Essas condições explicam por que, mesmo sendo uma falha crítica (zero-day), o número de sistemas afetados visíveis publicamente continua relativamente baixo.
Por que a correção não está disponível e o que a Cisco recomenda
Como é um zero-day, não havia patch publicado quando a exploração foi detectada. A Cisco orienta clientes a apagar e reconstruir appliances afetados para eliminar qualquer mecanismo de persistência instalado pelo invasor. A empresa afirma que, se o comprometimento for confirmado, a restauração do appliance para um estado seguro é, no momento, a única opção viável para erradicar o agente de ameaça.
Recomendações práticas iniciais (priorize conforme seu ambiente):
- Isolar imediatamente appliances suspeitos da rede e da internet.
- Verificar logs e indicadores de compromisso; coletar evidências antes de restaurar.
- Desabilitar temporariamente funcionalidades expostas (por exemplo, acesso público) quando possível.
- Preparar planos de reconstrução e recuperação conforme as orientações da Cisco.

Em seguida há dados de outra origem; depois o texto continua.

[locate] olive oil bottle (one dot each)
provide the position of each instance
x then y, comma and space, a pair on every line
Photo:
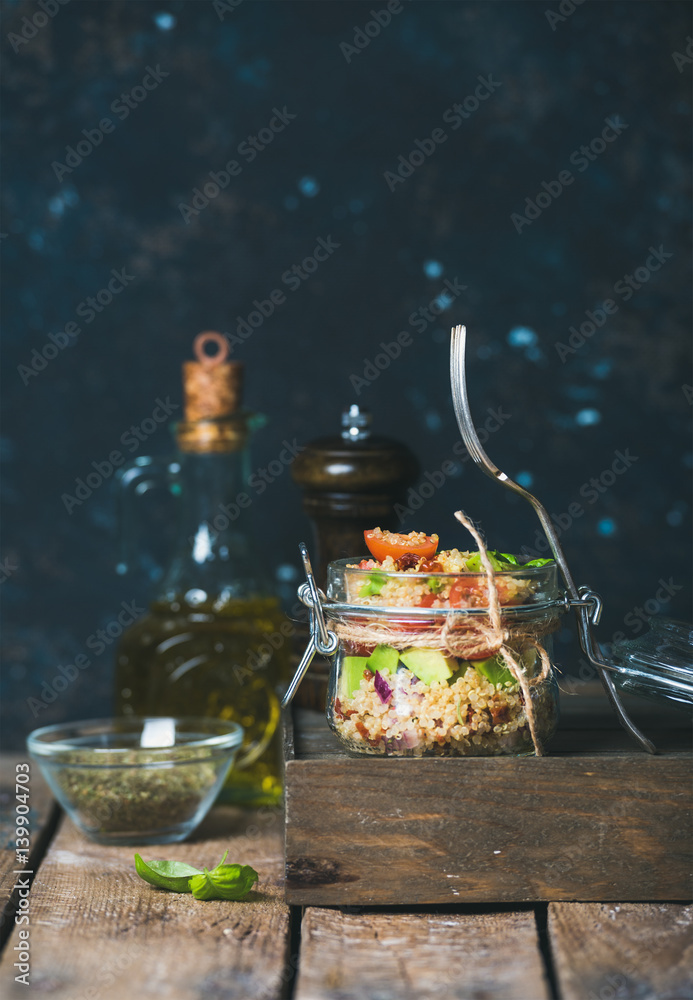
203, 648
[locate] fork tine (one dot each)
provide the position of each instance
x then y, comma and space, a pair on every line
458, 381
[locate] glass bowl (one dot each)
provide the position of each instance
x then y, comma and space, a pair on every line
406, 681
136, 780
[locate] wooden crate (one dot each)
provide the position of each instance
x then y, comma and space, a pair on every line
595, 820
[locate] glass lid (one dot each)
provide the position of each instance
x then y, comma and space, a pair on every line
658, 664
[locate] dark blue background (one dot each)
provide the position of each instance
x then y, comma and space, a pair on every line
625, 388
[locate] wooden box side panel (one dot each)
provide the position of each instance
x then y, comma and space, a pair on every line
431, 831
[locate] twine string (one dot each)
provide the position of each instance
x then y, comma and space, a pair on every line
468, 637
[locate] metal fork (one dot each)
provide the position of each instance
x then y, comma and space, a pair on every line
584, 601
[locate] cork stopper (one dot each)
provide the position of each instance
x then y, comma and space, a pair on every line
212, 386
212, 395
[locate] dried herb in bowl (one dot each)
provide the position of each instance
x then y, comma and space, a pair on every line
147, 794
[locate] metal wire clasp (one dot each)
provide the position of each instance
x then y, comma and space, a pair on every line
587, 599
322, 640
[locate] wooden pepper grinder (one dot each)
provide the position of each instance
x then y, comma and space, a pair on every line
351, 482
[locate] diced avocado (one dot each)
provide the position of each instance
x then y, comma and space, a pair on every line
352, 674
493, 670
429, 665
384, 658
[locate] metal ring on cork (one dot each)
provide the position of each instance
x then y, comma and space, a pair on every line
211, 337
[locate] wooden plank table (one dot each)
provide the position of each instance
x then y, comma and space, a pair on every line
97, 932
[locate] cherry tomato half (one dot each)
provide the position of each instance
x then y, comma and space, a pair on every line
389, 543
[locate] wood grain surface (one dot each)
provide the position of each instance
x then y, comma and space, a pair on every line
613, 951
603, 825
98, 932
379, 956
42, 817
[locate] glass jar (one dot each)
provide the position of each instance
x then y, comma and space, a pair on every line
409, 680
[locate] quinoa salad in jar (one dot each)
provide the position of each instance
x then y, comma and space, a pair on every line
421, 669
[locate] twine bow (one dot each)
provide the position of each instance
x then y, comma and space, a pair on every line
470, 637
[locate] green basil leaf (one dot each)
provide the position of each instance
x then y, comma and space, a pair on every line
172, 875
375, 583
509, 557
225, 882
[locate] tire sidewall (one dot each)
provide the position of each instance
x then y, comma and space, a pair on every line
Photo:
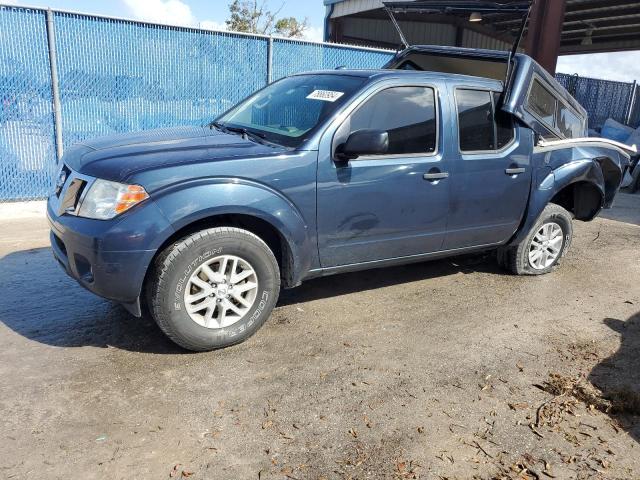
561, 218
204, 249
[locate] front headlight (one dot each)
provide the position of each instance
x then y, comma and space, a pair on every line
105, 199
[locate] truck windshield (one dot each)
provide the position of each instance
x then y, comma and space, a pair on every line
288, 110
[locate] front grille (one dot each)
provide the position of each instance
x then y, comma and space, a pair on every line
72, 194
69, 190
63, 177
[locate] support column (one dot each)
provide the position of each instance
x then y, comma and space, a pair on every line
545, 33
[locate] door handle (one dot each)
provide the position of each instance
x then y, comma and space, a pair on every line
435, 176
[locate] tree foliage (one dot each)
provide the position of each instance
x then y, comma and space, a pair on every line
252, 16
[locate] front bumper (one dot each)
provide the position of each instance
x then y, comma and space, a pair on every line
109, 258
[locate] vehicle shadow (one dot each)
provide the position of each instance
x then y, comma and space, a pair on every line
626, 209
346, 283
41, 303
618, 377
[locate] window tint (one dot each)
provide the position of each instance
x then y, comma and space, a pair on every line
543, 103
475, 120
408, 114
482, 126
569, 124
504, 125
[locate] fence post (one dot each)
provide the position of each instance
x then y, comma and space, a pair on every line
270, 60
55, 87
632, 102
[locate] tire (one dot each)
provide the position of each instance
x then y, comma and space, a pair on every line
180, 271
522, 259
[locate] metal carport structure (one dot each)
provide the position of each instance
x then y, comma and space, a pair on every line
557, 27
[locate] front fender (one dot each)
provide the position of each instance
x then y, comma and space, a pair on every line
187, 203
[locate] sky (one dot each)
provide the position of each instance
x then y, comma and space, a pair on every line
211, 14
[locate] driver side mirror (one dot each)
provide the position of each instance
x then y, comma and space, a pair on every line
363, 142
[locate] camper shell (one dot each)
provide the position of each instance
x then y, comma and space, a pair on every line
530, 93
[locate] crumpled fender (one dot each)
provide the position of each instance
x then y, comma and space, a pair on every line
188, 203
561, 165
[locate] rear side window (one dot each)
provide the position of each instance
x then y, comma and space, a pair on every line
408, 114
542, 102
481, 125
554, 113
569, 124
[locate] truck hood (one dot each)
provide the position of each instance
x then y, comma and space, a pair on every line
117, 157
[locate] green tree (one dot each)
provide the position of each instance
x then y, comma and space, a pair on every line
252, 16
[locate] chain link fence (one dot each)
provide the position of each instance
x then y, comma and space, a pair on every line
603, 99
27, 143
116, 75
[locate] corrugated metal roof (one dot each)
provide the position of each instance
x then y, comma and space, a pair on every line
589, 26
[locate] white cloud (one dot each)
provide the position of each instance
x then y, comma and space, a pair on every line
315, 34
174, 12
621, 66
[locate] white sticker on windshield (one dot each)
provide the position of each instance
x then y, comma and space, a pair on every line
325, 95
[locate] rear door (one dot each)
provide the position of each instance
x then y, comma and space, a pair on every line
385, 206
490, 171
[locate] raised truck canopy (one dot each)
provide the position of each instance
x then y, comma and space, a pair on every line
530, 93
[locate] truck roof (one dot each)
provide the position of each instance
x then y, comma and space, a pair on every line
386, 73
526, 76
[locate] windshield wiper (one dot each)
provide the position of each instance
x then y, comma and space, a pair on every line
243, 131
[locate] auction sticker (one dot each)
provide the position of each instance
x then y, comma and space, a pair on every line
325, 95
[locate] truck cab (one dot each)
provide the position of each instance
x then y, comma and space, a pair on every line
327, 172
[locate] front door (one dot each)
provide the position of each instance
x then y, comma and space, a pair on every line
385, 206
490, 173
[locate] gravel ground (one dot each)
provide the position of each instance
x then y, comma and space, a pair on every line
449, 369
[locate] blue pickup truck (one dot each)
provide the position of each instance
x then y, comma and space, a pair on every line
328, 172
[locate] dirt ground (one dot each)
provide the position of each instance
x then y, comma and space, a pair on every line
441, 370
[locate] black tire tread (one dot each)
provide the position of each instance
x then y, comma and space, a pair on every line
164, 262
513, 258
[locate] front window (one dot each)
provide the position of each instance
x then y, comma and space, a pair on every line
287, 111
407, 114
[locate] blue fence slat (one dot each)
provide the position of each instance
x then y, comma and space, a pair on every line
119, 76
27, 152
602, 99
290, 56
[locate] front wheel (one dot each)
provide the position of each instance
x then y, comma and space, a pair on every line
214, 288
545, 245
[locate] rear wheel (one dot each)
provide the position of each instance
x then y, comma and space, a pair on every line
543, 248
214, 288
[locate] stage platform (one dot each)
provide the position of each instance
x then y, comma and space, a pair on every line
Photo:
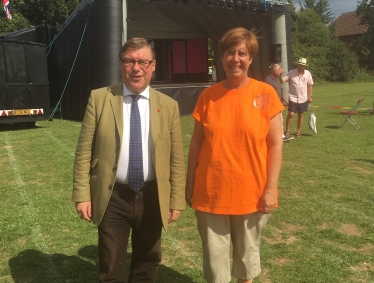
185, 93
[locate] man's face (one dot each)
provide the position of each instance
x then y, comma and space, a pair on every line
300, 68
137, 77
278, 71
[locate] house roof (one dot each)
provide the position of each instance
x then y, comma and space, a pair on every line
349, 24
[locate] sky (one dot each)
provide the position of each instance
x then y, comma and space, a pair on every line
337, 7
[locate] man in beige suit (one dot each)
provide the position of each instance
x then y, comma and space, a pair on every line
103, 162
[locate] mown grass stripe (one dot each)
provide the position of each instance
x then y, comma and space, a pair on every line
30, 216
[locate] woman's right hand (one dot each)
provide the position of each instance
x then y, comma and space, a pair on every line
188, 194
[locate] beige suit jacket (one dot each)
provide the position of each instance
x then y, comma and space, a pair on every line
99, 146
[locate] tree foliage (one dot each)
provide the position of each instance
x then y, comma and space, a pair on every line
328, 58
28, 13
322, 8
364, 46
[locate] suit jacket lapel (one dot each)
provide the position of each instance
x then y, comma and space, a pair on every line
117, 106
155, 109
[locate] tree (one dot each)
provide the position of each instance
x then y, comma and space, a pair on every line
364, 47
343, 67
322, 8
27, 13
309, 38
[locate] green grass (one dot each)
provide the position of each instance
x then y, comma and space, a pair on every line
323, 230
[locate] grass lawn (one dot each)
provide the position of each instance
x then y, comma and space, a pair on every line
323, 230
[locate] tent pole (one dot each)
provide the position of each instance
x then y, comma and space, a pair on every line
124, 20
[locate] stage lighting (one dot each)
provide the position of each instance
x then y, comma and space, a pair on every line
245, 7
237, 4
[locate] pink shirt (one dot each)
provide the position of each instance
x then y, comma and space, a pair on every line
298, 90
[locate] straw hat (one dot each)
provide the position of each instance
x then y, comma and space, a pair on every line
302, 61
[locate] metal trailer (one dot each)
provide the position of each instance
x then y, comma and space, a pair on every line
24, 86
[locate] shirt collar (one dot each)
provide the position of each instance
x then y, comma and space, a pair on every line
144, 93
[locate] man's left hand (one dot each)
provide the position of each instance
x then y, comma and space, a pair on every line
173, 215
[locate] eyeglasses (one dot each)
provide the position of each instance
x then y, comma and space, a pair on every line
131, 63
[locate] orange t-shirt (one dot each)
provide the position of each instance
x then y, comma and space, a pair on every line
231, 173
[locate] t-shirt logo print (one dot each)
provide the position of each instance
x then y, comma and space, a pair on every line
261, 101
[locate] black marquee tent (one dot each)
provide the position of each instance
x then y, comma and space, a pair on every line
84, 52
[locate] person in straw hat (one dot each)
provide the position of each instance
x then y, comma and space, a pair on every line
300, 94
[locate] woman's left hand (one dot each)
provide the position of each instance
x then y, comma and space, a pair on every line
269, 200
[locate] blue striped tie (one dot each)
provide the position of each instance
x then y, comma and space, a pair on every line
136, 175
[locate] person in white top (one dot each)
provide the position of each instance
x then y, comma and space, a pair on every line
300, 94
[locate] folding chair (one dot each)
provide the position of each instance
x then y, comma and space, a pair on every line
348, 114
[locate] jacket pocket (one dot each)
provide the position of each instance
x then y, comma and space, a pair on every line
94, 162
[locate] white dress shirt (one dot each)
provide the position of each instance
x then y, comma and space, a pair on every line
123, 163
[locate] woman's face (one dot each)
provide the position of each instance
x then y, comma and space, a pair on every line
236, 62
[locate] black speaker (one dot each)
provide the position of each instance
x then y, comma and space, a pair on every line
275, 53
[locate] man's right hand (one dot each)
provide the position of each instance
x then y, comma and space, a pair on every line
84, 210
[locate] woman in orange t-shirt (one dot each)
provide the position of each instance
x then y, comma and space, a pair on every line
234, 163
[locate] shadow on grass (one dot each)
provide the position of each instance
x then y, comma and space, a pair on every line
33, 266
366, 160
332, 127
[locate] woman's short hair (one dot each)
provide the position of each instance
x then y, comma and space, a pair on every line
136, 43
236, 36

Como checar se sua instalação está exposta
Admins podem usar scanners internos ou consultar painéis públicos como o da Shadowserver. Para uma visão técnica de ativos expostos, a Censys publicou observações sobre gateways de e‑mail descobertos.
Passos rápidos para administradores
- Confirmar se o dispositivo está acessível publicamente (teste controlado e autorizado).
- Verificar se o recurso de quarentena de spam está ativado e desativá‑lo temporariamente se não for essencial.
- Seguir a checklist de resposta a incidentes: isolar, coletar provas, reconstruir e monitorar.
Perguntas frequentes rápidas
- Isso afeta instalações por padrão? Em muitos casos, não — a Cisco afirma que ambas as condições (acesso público e quarentena ativada) precisam ocorrer, e nenhuma vem ativada por padrão em algumas configurações.
- Existe patch disponível? No momento do comunicado, não havia correção pública; a recomendação oficial é reconstruir appliances comprometidos. Acompanhe o aviso da Cisco para atualizações.
- Como saber se fui atacado? Procure sinais de persistência, conexões de saída inesperadas e alterações de configuração; se houver confirmação, trate como incidente e reconstrua o appliance.
Segundo a equipe Talos da Cisco, a campanha está ativa desde pelo menos o final de novembro de 2025. A cobertura da imprensa técnico‑especializada traz contexto e citaudeiros de pesquisadores; um relato inicial interessante está no TechCrunch.
Se você possui informações adicionais sobre essa campanha ou foi afetado, jornalistas que trabalham com segurança técnica recomendam contato seguro. O repórter citado na cobertura original pode ser encontrado via Signal, Telegram ou e‑mail conforme as indicações públicas fornecidas por fontes originais.
Fiquem atentos, atualizem monitoramento e privilégios de administração, e preparem um procedimento de recuperação — no mundo da segurança, o melhor patch às vezes é um plano de recuperação bem ensaiado.